Dana yang dititipkan di Penga­dilan ini untuk pembayaran ganti rugi lahan seluas 4,6 Hektar di Desa Liang, Kecamatan Salahutu, Kabupaten Malteng yang sedang dalam proses hukum.

Hal ini disampaikan Wenly Tua­puttimain selaku kuasa hukum Abdul Samad Lessy.

Wenly menyebutkan, kliennya Ab­dul Samat Lessy, telah mema­sukkan gugatan perkara perdata terkait lahan dermaga ferry Liang terhadap Pama Lessy, Muhamad Lessy, Daud Hahuan dan ASDP In­donesia Ferry (Persero), serta BPN Maluku Tengah sebagai tergugat.

Pihaknya kemudian menyurati pengadilan dengan melampirkan nomor gugatan, agar tidak dilaku­kan pembayaran kepada pihak manapun, sambil menunggu kepu­tu­san yang berkekuatan hukum tetap (inkracht).
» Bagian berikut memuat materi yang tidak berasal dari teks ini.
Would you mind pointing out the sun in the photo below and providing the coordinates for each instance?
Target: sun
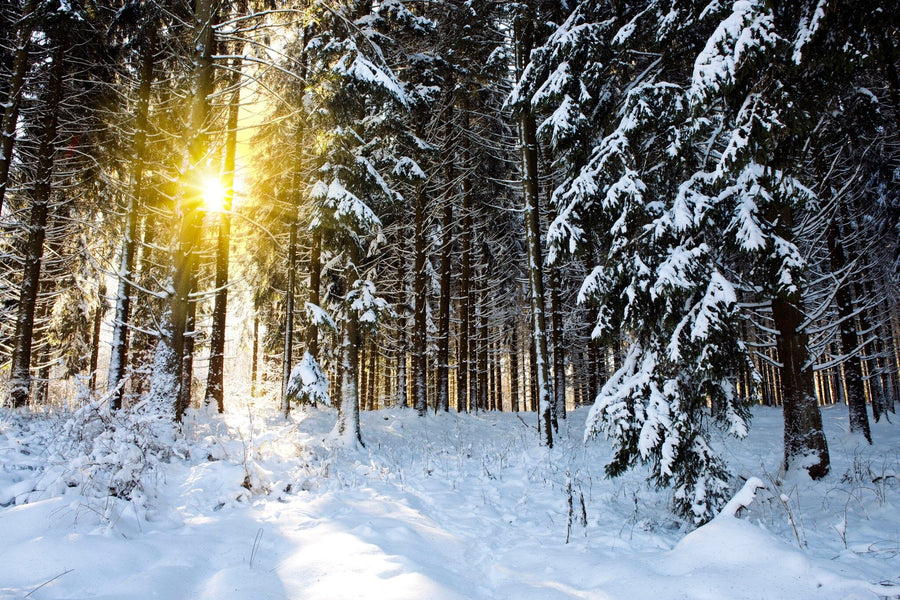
(214, 194)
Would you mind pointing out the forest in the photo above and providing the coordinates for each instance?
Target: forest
(669, 212)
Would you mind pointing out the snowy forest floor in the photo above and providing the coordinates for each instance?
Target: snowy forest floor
(248, 506)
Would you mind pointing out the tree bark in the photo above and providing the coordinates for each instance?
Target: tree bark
(402, 309)
(287, 361)
(119, 349)
(14, 97)
(95, 336)
(442, 393)
(856, 398)
(524, 32)
(20, 374)
(348, 415)
(420, 325)
(215, 381)
(169, 368)
(804, 438)
(559, 353)
(514, 367)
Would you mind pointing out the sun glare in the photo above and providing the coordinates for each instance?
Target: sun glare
(214, 195)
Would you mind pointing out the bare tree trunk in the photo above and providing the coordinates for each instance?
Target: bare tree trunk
(420, 326)
(370, 390)
(20, 374)
(804, 438)
(169, 366)
(95, 336)
(402, 398)
(348, 415)
(442, 393)
(215, 382)
(255, 355)
(315, 277)
(498, 377)
(856, 399)
(119, 348)
(559, 356)
(514, 367)
(287, 361)
(185, 391)
(463, 366)
(14, 97)
(530, 196)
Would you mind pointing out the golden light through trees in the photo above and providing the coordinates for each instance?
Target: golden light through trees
(213, 195)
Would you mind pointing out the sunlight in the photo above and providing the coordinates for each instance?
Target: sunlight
(214, 194)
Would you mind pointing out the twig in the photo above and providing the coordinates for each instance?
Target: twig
(66, 572)
(526, 424)
(255, 545)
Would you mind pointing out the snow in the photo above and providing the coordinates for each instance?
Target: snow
(249, 506)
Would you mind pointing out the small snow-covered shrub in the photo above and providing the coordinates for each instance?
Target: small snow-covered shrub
(307, 383)
(117, 454)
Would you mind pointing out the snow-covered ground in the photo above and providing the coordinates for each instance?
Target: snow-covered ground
(448, 506)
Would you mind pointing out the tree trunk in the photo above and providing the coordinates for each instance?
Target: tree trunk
(95, 335)
(463, 356)
(348, 415)
(171, 358)
(856, 398)
(287, 360)
(315, 277)
(402, 309)
(514, 367)
(119, 349)
(528, 165)
(20, 374)
(14, 97)
(185, 391)
(442, 393)
(371, 400)
(254, 359)
(215, 382)
(420, 325)
(559, 356)
(804, 438)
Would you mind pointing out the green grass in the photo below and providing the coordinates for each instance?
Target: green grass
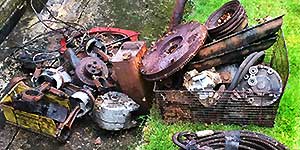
(157, 135)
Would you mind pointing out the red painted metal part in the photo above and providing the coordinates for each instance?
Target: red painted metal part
(133, 35)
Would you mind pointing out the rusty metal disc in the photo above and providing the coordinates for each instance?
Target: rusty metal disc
(89, 68)
(231, 17)
(173, 51)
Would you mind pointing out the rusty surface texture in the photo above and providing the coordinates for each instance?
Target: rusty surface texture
(126, 66)
(177, 14)
(232, 56)
(226, 50)
(172, 52)
(239, 139)
(90, 68)
(230, 18)
(231, 106)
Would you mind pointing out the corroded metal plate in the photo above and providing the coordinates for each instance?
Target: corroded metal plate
(173, 51)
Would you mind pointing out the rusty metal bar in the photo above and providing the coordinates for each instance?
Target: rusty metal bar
(177, 14)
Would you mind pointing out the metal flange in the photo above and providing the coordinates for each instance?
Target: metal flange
(173, 51)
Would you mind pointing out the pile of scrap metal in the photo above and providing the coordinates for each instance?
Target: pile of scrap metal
(228, 140)
(217, 71)
(95, 72)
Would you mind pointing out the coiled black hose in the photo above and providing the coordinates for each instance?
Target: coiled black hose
(226, 140)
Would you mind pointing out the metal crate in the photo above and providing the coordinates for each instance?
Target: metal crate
(182, 105)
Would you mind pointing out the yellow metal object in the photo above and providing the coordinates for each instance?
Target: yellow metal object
(34, 122)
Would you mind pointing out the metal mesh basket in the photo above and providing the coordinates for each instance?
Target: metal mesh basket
(183, 105)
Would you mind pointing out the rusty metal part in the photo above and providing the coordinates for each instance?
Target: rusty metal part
(203, 85)
(56, 76)
(32, 95)
(132, 35)
(172, 52)
(89, 68)
(230, 18)
(195, 81)
(228, 140)
(231, 49)
(261, 79)
(241, 39)
(113, 111)
(126, 67)
(246, 64)
(227, 72)
(85, 100)
(177, 14)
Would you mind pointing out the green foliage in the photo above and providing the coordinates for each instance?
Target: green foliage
(157, 135)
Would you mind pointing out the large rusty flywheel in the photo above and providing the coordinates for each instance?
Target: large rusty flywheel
(173, 51)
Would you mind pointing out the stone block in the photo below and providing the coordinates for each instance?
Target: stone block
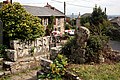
(12, 54)
(15, 44)
(45, 62)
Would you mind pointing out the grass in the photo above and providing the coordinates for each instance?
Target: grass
(97, 72)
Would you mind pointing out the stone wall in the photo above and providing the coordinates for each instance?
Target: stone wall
(20, 49)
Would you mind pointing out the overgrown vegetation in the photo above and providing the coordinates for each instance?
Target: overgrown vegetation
(98, 24)
(2, 51)
(95, 45)
(57, 69)
(114, 33)
(19, 24)
(50, 26)
(97, 72)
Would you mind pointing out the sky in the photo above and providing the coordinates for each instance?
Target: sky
(76, 6)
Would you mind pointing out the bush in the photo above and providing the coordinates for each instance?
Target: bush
(2, 51)
(66, 49)
(113, 33)
(94, 48)
(57, 69)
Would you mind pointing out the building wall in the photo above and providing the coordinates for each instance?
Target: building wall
(59, 24)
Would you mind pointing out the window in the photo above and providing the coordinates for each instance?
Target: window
(58, 21)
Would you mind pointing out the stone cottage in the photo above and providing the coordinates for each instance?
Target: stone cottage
(45, 13)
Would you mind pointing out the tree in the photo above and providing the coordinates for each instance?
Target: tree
(19, 24)
(97, 22)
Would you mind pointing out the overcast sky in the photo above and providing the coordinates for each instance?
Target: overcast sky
(76, 6)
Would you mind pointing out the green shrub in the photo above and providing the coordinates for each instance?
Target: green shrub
(94, 48)
(57, 69)
(66, 49)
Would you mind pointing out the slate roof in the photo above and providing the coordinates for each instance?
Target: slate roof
(116, 20)
(42, 11)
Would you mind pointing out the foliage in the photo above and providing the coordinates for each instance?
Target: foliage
(19, 24)
(50, 26)
(66, 49)
(67, 26)
(57, 68)
(97, 23)
(2, 51)
(97, 72)
(95, 44)
(113, 33)
(84, 20)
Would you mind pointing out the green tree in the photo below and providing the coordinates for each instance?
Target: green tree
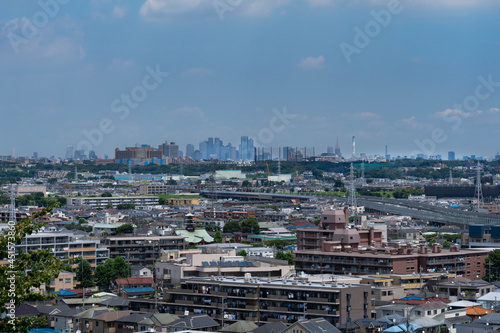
(128, 206)
(125, 229)
(250, 226)
(84, 274)
(104, 274)
(288, 256)
(231, 226)
(22, 272)
(120, 268)
(492, 264)
(218, 237)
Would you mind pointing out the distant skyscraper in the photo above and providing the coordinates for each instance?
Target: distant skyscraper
(337, 148)
(247, 152)
(353, 146)
(69, 153)
(189, 150)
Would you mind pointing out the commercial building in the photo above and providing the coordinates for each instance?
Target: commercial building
(143, 153)
(142, 250)
(65, 246)
(224, 263)
(103, 202)
(230, 299)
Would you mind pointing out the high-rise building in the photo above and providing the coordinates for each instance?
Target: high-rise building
(247, 152)
(69, 153)
(337, 148)
(189, 150)
(169, 150)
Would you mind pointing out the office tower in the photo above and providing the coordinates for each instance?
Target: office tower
(69, 152)
(169, 150)
(80, 155)
(337, 148)
(353, 146)
(189, 150)
(246, 149)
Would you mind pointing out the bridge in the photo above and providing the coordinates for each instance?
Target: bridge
(405, 207)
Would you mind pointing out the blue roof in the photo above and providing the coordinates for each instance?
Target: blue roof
(139, 290)
(64, 293)
(402, 328)
(407, 298)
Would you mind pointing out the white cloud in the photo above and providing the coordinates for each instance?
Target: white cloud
(119, 63)
(188, 111)
(119, 11)
(157, 8)
(454, 112)
(196, 71)
(312, 63)
(262, 7)
(321, 3)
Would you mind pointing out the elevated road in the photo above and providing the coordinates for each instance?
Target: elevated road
(414, 209)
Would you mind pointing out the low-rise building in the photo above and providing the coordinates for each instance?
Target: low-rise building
(142, 250)
(103, 202)
(269, 300)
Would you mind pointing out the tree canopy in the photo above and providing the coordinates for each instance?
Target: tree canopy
(23, 272)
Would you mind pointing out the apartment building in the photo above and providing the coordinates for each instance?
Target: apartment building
(143, 250)
(65, 246)
(262, 301)
(103, 202)
(224, 263)
(333, 248)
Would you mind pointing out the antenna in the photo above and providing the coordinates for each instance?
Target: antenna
(363, 181)
(479, 189)
(181, 167)
(352, 189)
(13, 204)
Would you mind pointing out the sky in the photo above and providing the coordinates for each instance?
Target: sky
(418, 76)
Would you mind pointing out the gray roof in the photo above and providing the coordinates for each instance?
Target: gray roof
(197, 321)
(134, 318)
(492, 319)
(275, 327)
(318, 325)
(49, 309)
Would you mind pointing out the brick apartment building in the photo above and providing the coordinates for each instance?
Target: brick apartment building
(266, 300)
(334, 249)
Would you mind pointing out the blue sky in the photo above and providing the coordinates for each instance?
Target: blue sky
(228, 72)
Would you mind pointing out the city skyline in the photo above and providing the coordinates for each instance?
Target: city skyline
(420, 77)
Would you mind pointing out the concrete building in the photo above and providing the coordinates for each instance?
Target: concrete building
(142, 250)
(65, 246)
(335, 249)
(103, 202)
(269, 300)
(22, 190)
(224, 263)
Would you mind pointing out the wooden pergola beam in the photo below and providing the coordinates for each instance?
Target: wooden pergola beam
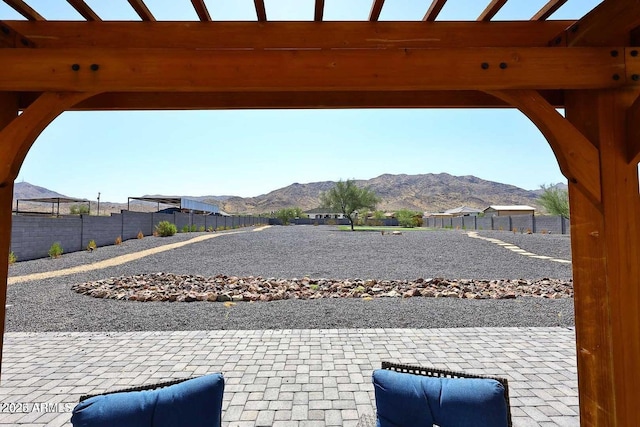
(194, 70)
(201, 9)
(83, 9)
(285, 100)
(491, 10)
(288, 35)
(577, 157)
(376, 8)
(610, 23)
(434, 10)
(548, 9)
(11, 38)
(25, 10)
(633, 129)
(142, 10)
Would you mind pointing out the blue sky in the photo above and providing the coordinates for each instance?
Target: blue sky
(248, 153)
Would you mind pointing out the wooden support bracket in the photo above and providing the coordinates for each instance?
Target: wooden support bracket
(19, 135)
(633, 129)
(577, 156)
(9, 37)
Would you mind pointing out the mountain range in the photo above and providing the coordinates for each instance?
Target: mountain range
(424, 192)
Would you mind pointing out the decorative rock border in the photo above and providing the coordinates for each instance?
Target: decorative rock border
(187, 288)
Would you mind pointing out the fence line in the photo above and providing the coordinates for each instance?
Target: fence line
(521, 223)
(32, 236)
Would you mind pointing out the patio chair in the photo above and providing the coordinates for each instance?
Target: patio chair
(194, 402)
(416, 396)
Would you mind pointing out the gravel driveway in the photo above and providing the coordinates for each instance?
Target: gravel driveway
(296, 251)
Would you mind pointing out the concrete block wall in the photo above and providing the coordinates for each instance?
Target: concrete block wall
(103, 229)
(31, 237)
(522, 223)
(551, 224)
(484, 223)
(134, 222)
(469, 222)
(502, 223)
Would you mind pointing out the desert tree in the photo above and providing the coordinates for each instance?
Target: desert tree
(554, 200)
(347, 198)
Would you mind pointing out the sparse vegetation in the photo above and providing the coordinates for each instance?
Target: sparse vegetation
(346, 197)
(166, 229)
(79, 209)
(554, 200)
(55, 251)
(285, 215)
(408, 219)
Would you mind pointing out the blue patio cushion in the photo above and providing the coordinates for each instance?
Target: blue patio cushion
(196, 403)
(407, 400)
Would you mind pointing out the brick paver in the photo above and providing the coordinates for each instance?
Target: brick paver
(284, 377)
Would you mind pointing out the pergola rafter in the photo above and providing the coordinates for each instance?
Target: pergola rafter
(590, 67)
(83, 9)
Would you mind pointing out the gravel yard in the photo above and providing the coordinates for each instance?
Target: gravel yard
(297, 251)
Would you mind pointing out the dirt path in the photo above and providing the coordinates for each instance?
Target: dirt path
(122, 259)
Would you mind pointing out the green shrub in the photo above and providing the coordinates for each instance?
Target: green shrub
(407, 218)
(55, 250)
(166, 229)
(79, 209)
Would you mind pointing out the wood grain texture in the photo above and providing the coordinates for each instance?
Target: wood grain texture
(608, 287)
(18, 135)
(289, 35)
(633, 128)
(610, 23)
(191, 70)
(25, 10)
(316, 99)
(8, 113)
(577, 157)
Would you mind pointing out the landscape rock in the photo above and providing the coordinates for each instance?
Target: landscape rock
(188, 288)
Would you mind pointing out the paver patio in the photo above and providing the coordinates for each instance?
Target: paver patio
(284, 377)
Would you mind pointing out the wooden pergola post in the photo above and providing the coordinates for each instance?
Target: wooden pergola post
(605, 242)
(8, 113)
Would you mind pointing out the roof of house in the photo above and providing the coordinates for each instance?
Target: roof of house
(510, 208)
(463, 209)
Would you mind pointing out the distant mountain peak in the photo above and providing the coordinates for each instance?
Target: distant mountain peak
(25, 190)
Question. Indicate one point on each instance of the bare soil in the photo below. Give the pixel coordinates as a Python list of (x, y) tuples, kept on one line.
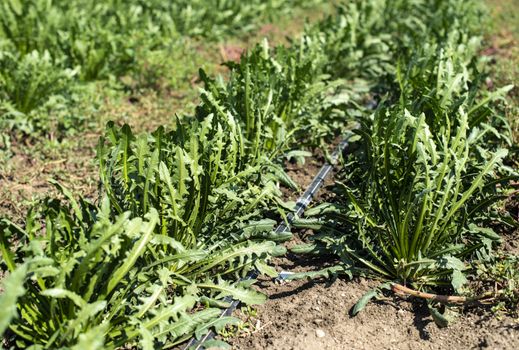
[(315, 315)]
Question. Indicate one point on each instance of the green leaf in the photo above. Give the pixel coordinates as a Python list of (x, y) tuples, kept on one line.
[(247, 296), (13, 289)]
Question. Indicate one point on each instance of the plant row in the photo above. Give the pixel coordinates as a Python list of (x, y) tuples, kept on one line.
[(50, 49), (181, 216), (415, 203)]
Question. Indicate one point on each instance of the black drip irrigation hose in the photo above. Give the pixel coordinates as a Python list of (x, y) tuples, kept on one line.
[(300, 207)]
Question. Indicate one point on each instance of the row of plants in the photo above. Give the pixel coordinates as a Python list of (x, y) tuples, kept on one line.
[(418, 200), (49, 50), (179, 221), (181, 214)]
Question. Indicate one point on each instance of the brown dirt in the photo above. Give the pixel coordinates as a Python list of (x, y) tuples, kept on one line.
[(299, 313)]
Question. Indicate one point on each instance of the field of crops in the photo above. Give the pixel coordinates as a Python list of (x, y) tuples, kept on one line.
[(150, 149)]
ASDP kemudian menyetor dana sebesar Rp 6,8 M ke pengadilan di tahun 2018.

“Uang ganti rugi untuk mem­bayar lahan dan tanaman itu, kemudian dititipkan pada tahun 2018 kepada pengadilan, setelah kami mendaftarkan gugatan, sam­bil menunggu putusan inkra­cht,” ucapnya.

Namun berdasarkan informasi, sebulan setelah dana dititipkan, lanjut Wendy, diduga PN Ambon saat itu dijabat Susilo bekerja sama dengan pimpinan ASDP, didampingi Jaksa Negara, Ro­binson Sitorus Cs telah mencairkan dana konsinyasi sebesar Rp. 2 M.

Dana ini diberikan kepada dua pihak tergugat yang menurut me­reka memiliki sertifikat, disaat proses hukum masih berjalan.

Celakanya, pada putusan tingkat kasasi di Mahkamah Agung, pihaknya dinyatakan sebagai pemenang gugatan, dan berhak atas dana sebesar Rp 6,8 M, sesuai dengan amar putusan hakim.

Menariknya, Rp 2 M telah ter­lanjur diberikan oleh pengadilan atas permintaan ASDP kepada pi­hak lain, salah satunya adalah pe­milik lahan seluas 1 hektar.

“Tindakan ini melanggar aturan, karena seharusnya pembayaran baru bisa dilakukan setelah ada­nya putusan inkracht, atas proses hukum yang sedang berlangsung diatas lahan tersebut. Hal ini untuk mengantisipasi terjadinya salah pembayaran yang merugikan negara atau daerah,”ucapnya.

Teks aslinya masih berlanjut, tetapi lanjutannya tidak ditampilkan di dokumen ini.